BayesPostEst contains functions to generate postestimation quantities after estimating Bayesian regression models. The package combines functions written originally for Johannes Karreth’s workshop on Bayesian modeling at the ICPSR Summer program. For now, the package focuses mostly on generalized linear regression models for binary outcomes (logistic and probit regression).

The package can be installed from Github:

`devtools::install_github("ShanaScogin/BayesPostEst")`

`library("BayesPostEst")`

Most functions in this package work with posterior distributions of parameters. These distributions need to be converted into a matrix. All functions in the package do this automatically for posterior draws generated by JAGS, BUGS, MCMCpack, rstan, and rstanarm. For posterior draws generated by other tools, users must convert these objects into a matrix, where rows represent iterations and columns represent parameters.

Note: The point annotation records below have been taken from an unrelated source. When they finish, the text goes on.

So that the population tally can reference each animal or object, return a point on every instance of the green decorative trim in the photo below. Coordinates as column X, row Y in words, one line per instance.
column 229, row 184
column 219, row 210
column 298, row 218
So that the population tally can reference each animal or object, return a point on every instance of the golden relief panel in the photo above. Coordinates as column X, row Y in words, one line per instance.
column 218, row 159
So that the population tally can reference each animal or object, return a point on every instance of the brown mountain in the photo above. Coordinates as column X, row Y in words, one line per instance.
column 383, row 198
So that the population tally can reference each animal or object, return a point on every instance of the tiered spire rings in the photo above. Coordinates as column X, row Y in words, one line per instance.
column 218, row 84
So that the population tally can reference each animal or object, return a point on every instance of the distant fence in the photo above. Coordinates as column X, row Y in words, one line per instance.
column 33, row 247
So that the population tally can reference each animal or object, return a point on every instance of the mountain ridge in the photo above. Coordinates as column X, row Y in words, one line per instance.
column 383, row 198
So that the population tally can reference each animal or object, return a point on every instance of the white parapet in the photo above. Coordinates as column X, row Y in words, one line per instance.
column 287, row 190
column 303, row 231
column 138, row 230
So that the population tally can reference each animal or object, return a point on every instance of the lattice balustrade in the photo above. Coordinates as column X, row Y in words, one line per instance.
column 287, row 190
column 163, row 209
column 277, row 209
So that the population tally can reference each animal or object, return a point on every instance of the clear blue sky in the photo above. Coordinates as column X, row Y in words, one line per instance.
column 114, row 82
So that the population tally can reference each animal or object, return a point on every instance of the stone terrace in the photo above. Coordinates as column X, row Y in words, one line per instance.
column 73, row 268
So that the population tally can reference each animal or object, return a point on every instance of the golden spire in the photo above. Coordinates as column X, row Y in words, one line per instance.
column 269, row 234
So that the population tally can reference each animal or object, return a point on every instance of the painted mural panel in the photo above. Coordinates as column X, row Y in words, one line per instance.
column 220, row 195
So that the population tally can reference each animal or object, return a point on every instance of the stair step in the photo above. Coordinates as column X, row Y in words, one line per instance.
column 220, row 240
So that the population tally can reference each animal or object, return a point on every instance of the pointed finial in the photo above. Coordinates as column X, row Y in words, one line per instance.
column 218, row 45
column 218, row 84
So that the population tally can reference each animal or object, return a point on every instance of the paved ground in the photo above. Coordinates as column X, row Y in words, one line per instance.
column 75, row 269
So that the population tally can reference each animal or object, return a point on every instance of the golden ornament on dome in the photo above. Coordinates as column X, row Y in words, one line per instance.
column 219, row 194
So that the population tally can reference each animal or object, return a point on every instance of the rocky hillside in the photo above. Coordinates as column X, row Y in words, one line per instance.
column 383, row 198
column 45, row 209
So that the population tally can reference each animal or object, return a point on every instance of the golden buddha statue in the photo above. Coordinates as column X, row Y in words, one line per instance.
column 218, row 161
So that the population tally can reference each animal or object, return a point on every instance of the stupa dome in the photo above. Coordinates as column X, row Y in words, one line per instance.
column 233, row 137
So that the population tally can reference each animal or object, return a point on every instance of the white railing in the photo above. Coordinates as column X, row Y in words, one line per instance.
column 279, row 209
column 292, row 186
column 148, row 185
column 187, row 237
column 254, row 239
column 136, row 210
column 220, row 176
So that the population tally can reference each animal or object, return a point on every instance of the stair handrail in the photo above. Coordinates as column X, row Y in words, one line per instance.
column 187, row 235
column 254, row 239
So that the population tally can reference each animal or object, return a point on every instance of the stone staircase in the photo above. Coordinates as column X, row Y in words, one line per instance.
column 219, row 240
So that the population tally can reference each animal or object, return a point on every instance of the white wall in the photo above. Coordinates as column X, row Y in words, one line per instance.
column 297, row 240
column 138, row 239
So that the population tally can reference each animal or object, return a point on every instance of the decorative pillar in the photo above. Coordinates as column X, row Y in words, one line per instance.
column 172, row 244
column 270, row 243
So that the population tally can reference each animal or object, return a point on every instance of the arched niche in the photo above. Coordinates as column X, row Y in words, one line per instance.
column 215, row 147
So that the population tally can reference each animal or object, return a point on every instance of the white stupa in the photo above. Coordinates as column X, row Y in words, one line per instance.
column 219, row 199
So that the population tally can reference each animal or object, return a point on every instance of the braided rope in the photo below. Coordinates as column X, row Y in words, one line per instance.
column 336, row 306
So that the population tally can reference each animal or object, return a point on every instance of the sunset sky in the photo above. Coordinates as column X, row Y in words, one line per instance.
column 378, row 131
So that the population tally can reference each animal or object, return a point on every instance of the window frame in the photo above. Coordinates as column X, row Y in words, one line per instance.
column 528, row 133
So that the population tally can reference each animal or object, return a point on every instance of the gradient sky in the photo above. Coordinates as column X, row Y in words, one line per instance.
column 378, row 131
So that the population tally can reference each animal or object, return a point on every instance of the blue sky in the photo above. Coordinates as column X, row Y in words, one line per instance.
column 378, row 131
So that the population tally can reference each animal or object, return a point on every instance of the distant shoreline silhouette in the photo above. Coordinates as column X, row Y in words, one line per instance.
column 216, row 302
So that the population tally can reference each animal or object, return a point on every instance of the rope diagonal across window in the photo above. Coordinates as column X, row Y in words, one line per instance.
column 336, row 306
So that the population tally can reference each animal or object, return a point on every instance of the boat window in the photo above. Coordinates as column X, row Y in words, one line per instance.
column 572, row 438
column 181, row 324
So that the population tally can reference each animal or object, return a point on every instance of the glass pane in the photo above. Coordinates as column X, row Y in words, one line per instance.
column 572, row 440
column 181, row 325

This vignette uses the `Cowles`

dataset (Cowles and Davis (1987)) from the carData package (Fox, Weisberg, and Price (2018)).

`df <- carData::Cowles`

This data frame contains information on 1421 individuals in the following variables:

- neuroticism: scale from Eysenck personality inventory.
- extraversion: scale from Eysenck personality inventory.
- sex: a factor with levels: female; male.
- volunteer: volunteeing, a factor with levels: no; yes. This is the outcome variable for the running example in this vignette.

Before proceeding, we convert the two factor variables `sex`

and `volunteer`

into numeric variables. We also means-center and standardize the two continuous variables by dividing each by two standard deviations (Gelman and Hill (2007)).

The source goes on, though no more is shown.